Data journalism refers to investigation journalism made with data coming from varied information sources: public databases, such as Eurostat or nosdeputes.fr; public knowledge bases, such as Yago or Geonames; archived media content within a journal’s library; or, more generally, information sources that press rooms gather or receive, e.g., political programs of politicians, web sites of interest, posts on social networks, wikileaks material.
Looking at a bigger picture, data journalism is an emblematic example of the many real-life situations where analysts—the journalists in our case—have to explore and analyze vast amounts of heterogeneous information sources to gain insight on a question and make informed decisions. The difficulty of analytics in this type of situations comes from the conjunction of a number of factors: the amount of information sources to take into account; the heterogeneity of information sources; possibly, the timeliness of information sources; and, last but not least, the complexity of the phenomena that analysts are looking at. A direct consequence of the first and last points is the need for collaborative work to decipher large-scale complex heterogeneous information sources so as to collectively gain insight.
As of today, analytics on heterogeneous information sources lacks integrated formalisms and approaches that enable to seam- lessly leverage data, content and knowledge, collaboratively or not, and analysts have to make use of tools from distinct scientific worlds.
Departing from current approaches, the key idea of the iCODA project is to integrate and link all information sources within a unified graph, where nodes represent entities within information sources (content fragment, URI in knowledge bases, table in relational databases, etc.), edges representing the relationship between information sources.
Graphs are a natural tool to represent how diverse elements interplay, with vertices of varying types and edges carrying different meanings. Directions associated with edges typically materialize the inherent asymmetry in the relations between elements. Graphs in iCODA will for example encompass RDF knowledge graphs and rules, content similarity graphs, relations to data and databases. We will exploit this convergence of formalisms to leverage existing graph mining and graph visualization algorithms.
This graph model is at the core of the iCODA vision, with research questions around its construction, its querying and its interactive manipulation. The resulting workflow builds on three main groups of functionalities that all take input from the data model (the graph) and possibly modify it. This interaction through the data model is crucial, enabling to iteratively and interactively modify the state of knowledge on a problem and, as a consequence, update the underlying graph.
iCODA builds on three use-cases that instantiate in the world of data journalism the general principles of integrated collaborative analytics.

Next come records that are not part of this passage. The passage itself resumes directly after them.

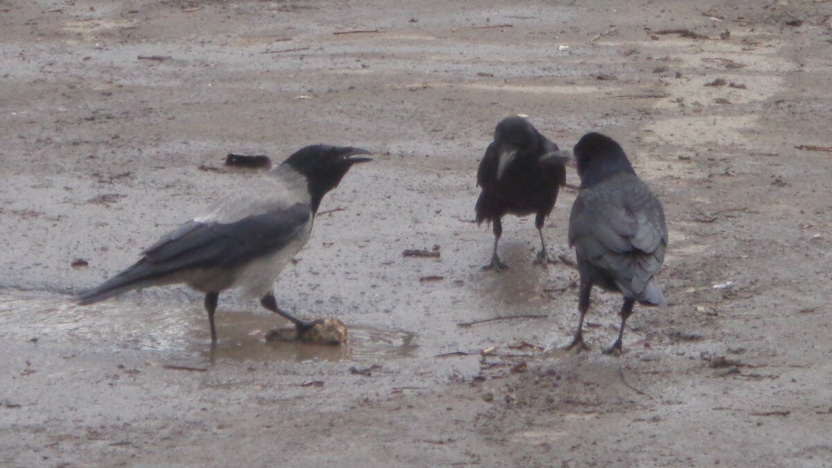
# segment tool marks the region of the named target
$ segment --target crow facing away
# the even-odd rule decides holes
[[[352,157],[364,154],[370,153],[327,145],[301,148],[267,174],[220,198],[206,214],[163,236],[132,266],[82,292],[79,304],[133,289],[184,283],[206,294],[214,344],[220,292],[239,287],[299,331],[312,326],[314,322],[278,307],[274,283],[309,240],[324,195],[338,186],[353,164],[370,161]]]
[[[557,157],[542,157],[556,152],[557,145],[521,117],[508,117],[497,124],[494,141],[477,171],[477,186],[483,189],[475,207],[477,223],[488,221],[494,230],[494,250],[483,270],[508,268],[497,253],[503,234],[501,219],[506,214],[535,213],[541,246],[537,261],[547,261],[543,222],[555,207],[558,190],[566,184],[566,168]]]
[[[637,301],[664,305],[653,280],[667,246],[661,203],[638,178],[624,150],[612,138],[587,133],[573,153],[581,190],[569,217],[569,245],[575,247],[581,275],[577,331],[567,349],[587,349],[582,327],[593,286],[624,296],[618,339],[604,352],[621,353],[624,324]]]

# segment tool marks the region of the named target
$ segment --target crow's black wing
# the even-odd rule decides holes
[[[242,265],[285,246],[310,217],[309,205],[295,203],[234,222],[191,221],[146,250],[142,261],[160,272]]]
[[[580,258],[610,274],[622,292],[641,300],[664,261],[664,211],[635,176],[612,177],[578,194],[569,243]]]
[[[488,190],[497,185],[497,168],[500,164],[500,153],[497,151],[498,144],[492,142],[485,150],[485,156],[479,162],[477,170],[477,187]]]

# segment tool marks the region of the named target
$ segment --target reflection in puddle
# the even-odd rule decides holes
[[[196,307],[136,306],[117,301],[82,307],[65,297],[55,300],[37,294],[0,301],[0,337],[3,339],[82,341],[93,343],[99,350],[131,349],[182,357],[262,361],[395,359],[415,356],[418,348],[413,333],[349,323],[349,340],[344,346],[266,342],[268,331],[287,323],[276,315],[220,311],[216,319],[219,342],[212,351],[207,317]]]
[[[223,340],[203,354],[210,360],[235,361],[341,361],[368,358],[400,358],[415,356],[415,335],[407,331],[349,328],[343,346],[317,345],[300,341],[266,341],[260,332],[244,338]]]

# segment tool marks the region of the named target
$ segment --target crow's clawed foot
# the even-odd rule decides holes
[[[496,255],[491,257],[491,262],[490,263],[488,263],[488,265],[484,265],[484,266],[483,266],[482,268],[480,268],[480,270],[482,270],[483,271],[488,271],[488,270],[493,270],[494,271],[497,271],[498,273],[500,272],[500,270],[508,270],[508,266],[506,265],[505,263],[500,261],[500,257],[498,256],[496,256]]]
[[[612,346],[604,350],[604,354],[608,354],[611,356],[621,356],[622,354],[623,354],[623,352],[624,349],[623,346],[622,346],[621,340],[616,340],[616,342],[612,343]]]
[[[546,266],[549,263],[552,263],[552,259],[549,258],[548,255],[547,255],[545,250],[541,250],[540,251],[537,252],[537,255],[535,256],[534,260],[532,261],[532,263],[535,265],[542,265],[543,266]]]
[[[583,342],[583,336],[580,333],[576,335],[575,338],[572,340],[572,342],[569,343],[569,346],[567,346],[563,349],[566,351],[570,351],[573,348],[575,349],[576,352],[583,352],[585,351],[590,350],[589,346],[587,345],[587,343]]]

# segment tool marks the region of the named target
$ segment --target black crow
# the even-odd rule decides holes
[[[624,296],[618,339],[604,352],[622,351],[624,324],[637,301],[665,304],[653,276],[661,267],[667,226],[661,203],[638,178],[624,150],[612,138],[587,133],[573,150],[581,191],[569,216],[569,245],[581,275],[577,331],[567,349],[587,349],[581,330],[593,286]]]
[[[557,191],[566,184],[567,172],[557,158],[541,158],[557,150],[557,145],[521,117],[506,117],[497,124],[494,141],[485,150],[477,171],[477,186],[483,187],[475,207],[477,223],[488,220],[494,229],[494,251],[483,270],[508,268],[497,254],[503,234],[500,220],[506,214],[536,214],[534,225],[541,246],[537,259],[547,261],[543,222],[555,207]]]
[[[206,214],[163,236],[135,265],[82,292],[92,304],[133,289],[185,283],[206,293],[205,308],[216,342],[214,312],[220,292],[239,287],[300,330],[314,325],[277,306],[275,280],[309,240],[321,198],[349,167],[370,154],[354,147],[313,145],[245,187],[220,198]]]

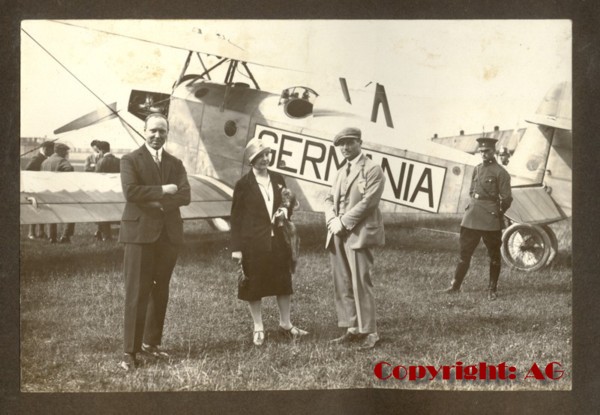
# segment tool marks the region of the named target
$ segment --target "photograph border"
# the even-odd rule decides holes
[[[11,2],[16,3],[16,2]],[[65,3],[19,1],[3,19],[2,92],[7,111],[1,200],[2,342],[0,412],[12,413],[593,413],[600,409],[600,283],[595,215],[600,177],[595,154],[600,131],[597,74],[598,6],[583,2],[296,1],[152,2],[116,1],[66,7]],[[408,6],[406,5],[408,4]],[[113,9],[109,6],[113,5]],[[517,7],[518,6],[518,7]],[[319,390],[257,392],[21,393],[19,391],[19,60],[20,22],[26,19],[571,19],[573,21],[573,390],[571,392],[446,392],[422,390]],[[543,70],[543,68],[541,68]],[[16,98],[16,99],[15,99]]]

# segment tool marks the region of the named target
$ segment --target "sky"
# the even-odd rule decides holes
[[[291,69],[250,65],[262,89],[279,93],[306,85],[321,96],[341,96],[344,76],[353,99],[369,109],[375,84],[384,85],[395,128],[414,139],[525,126],[551,86],[572,76],[568,20],[71,22],[161,44],[53,21],[23,21],[22,137],[56,138],[55,129],[102,107],[100,99],[125,108],[132,88],[170,92],[187,45],[209,50],[215,38],[225,38],[229,50],[250,62]],[[125,118],[134,126],[141,123]],[[137,146],[115,120],[60,136],[76,147],[95,138],[108,139],[114,148]]]

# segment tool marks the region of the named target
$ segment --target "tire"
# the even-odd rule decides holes
[[[552,245],[550,233],[542,226],[515,223],[502,235],[502,258],[511,268],[537,271],[548,264]]]
[[[207,221],[211,228],[219,232],[229,232],[231,230],[229,218],[212,218],[207,219]]]

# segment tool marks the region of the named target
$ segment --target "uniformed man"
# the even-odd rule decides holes
[[[490,257],[488,298],[497,298],[500,276],[500,247],[504,212],[510,207],[510,175],[496,162],[495,138],[478,138],[478,150],[483,162],[475,167],[469,194],[471,201],[460,224],[460,261],[454,273],[452,286],[446,293],[457,293],[469,270],[471,256],[483,239]]]

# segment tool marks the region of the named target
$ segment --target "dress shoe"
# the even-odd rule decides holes
[[[290,328],[290,329],[284,329],[283,327],[279,326],[279,330],[281,332],[283,332],[283,334],[285,334],[286,336],[289,336],[292,339],[306,336],[308,334],[308,332],[306,330],[299,329],[296,326],[292,326],[292,328]]]
[[[137,359],[135,357],[135,353],[123,354],[123,360],[119,362],[119,367],[126,372],[135,370],[135,368],[137,368]]]
[[[369,350],[375,347],[375,344],[379,341],[379,335],[377,333],[369,333],[365,338],[365,341],[358,347],[358,350]]]
[[[364,337],[365,337],[364,334],[351,333],[349,331],[346,331],[342,336],[335,338],[333,340],[329,340],[329,343],[331,343],[331,344],[352,343],[352,342],[359,341],[360,339],[363,339]]]
[[[161,350],[158,346],[152,346],[146,343],[142,343],[142,352],[154,356],[157,359],[168,359],[169,353]]]
[[[256,346],[262,346],[262,344],[265,342],[264,330],[254,330],[254,334],[252,335],[252,342]]]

- Local politics and public projects. Ouest-France has accumulated an immense archive of texts, photos and videos reflecting the local life in Brittany. In particular, this archive stores a large amount of articles describing the various initiatives taken by the local political figures over the years. These articles often record the projects, their developments, their acceptance within the population, their outcome, their costs, etc. In addition, Ouest-France also maintains a number of data and knowledge bases that describes municipalities, mayors, local institutions, etc. Analytics will enable to gain insight on an existing local initiatives, which might indeed prove useful in designing a new one that share some resemblance, avoiding to make the same mistakes.
- Fake news propagation. Les Décodeurs have a strong focus on national politics, analyzing and checking statements made by French political figures. As recent election events have demonstrated, fake and/or inflammatory topics posted on social media, possibly propagated by bots, can play a significant role in influencing voter opinions. Exploiting Le Decodex, a database of known Twitter accounts, and knowledge on political figures, Les Décodeurs will run an incremental process to analyze archived tweets in order to detect when a certain topic was first brought in the accounts they follow, by whom, and how did it spread in the network.
- Political programs. AFP recently initiated the construction of a data/knowledge base that describes the programs of various politicians at national elections. Exploring this database along with related content and public data should enable insight on the national political life. The idea of the AFP use case is, on the one-hand, to facilitate the construction of the database from the exploration of content, and, on the other hand, to develop technology and tools that enable searching and exploring the ’political program’ database as well as validating elements of the program .
iCODA’s consortium builds around four Inria teams with complementary expertise
- CEDAR – Rich data analytics at cloud scale
- GraphIK – Knowledge representation and reasoning
- ILDA – Collaborative interaction with large datasets
- Linkmedia – Content-based multimedia analysis, indexing and linking
complemented by major national press partners
to validate findings in real-life scenarios.